Rejette donc, mon fils, cette fausse maxime :
Qu’on trouve rarement une femme sans crime ;
C’est seulement ainsi que parle un suborneur,
Qui, de femmes sans foi, sans honte et sans honneur,
Fait près de son Iris, une liste bien ample,
Pour la faire tomber par le mauvais exemple.

Au lieu d’être toujours dans des lieux de plaisir,
À repaître tes yeux, à charmer ton loisir,
À regarder sans cesse aux cours, aux Tuileries,
Du fard et du brocard chargé de pierreries,
Va dans les hôpitaux, où l’on voit de longs rangs
De malades plaintifs, de morts et de mourants.
Là, tu rencontreras en tout temps, à toute heure,
Malgré l’air infecté de leur triste demeure,
Mille femmes d’honneur, dont souvent la beauté,
Que cache et qu’amortit leur humble piété,
A de plus doux appas, pour des âmes bien faites,
Que tout le vain éclat des plus vives coquettes.

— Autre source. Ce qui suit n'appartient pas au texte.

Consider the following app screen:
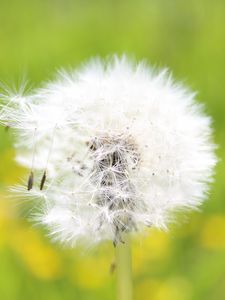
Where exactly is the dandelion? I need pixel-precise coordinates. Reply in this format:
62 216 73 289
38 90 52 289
0 56 216 298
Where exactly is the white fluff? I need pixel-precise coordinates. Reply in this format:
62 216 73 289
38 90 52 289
0 56 216 245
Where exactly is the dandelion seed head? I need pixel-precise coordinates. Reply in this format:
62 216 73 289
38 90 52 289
0 56 216 245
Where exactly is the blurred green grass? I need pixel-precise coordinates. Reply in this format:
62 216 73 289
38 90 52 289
0 0 225 300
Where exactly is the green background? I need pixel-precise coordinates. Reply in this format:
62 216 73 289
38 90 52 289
0 0 225 300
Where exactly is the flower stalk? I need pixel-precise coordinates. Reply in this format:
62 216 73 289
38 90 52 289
116 234 133 300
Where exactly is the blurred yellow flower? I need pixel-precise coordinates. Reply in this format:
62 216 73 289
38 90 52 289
12 227 61 279
201 215 225 250
133 229 170 272
72 255 111 289
152 277 192 300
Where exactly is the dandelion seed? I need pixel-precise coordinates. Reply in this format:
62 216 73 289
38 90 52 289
40 171 46 191
0 56 216 246
27 171 34 191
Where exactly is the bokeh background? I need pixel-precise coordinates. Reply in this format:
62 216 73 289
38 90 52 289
0 0 225 300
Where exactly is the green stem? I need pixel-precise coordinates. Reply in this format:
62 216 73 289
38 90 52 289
116 234 133 300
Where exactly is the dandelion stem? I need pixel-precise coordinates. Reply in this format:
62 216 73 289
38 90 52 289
116 234 132 300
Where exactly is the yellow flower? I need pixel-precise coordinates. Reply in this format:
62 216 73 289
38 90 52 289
201 215 225 250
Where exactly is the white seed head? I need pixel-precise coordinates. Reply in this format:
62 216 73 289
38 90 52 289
0 56 216 245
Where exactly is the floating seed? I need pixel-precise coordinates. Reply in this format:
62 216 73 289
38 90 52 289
40 171 46 191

Descends dans des caveaux, monte dans des greniers,
Où des pauvres obscurs fourmillent à milliers,
Tu n’y verras pas moins de dames vertueuses
Fréquenter, sans dégoût, ces retraites affreuses,
Et par leur zèle ardent, leurs aumônes, leurs soins,
Soulager tous leurs maux, remplir tous leurs besoins.
Entre dans les réduits des honnêtes familles,
Et vois y travailler les mères et les filles,
Ne songeant qu’à leur tâche et qu’à bien recevoir
Leur père ou leur époux quand il revient le soir.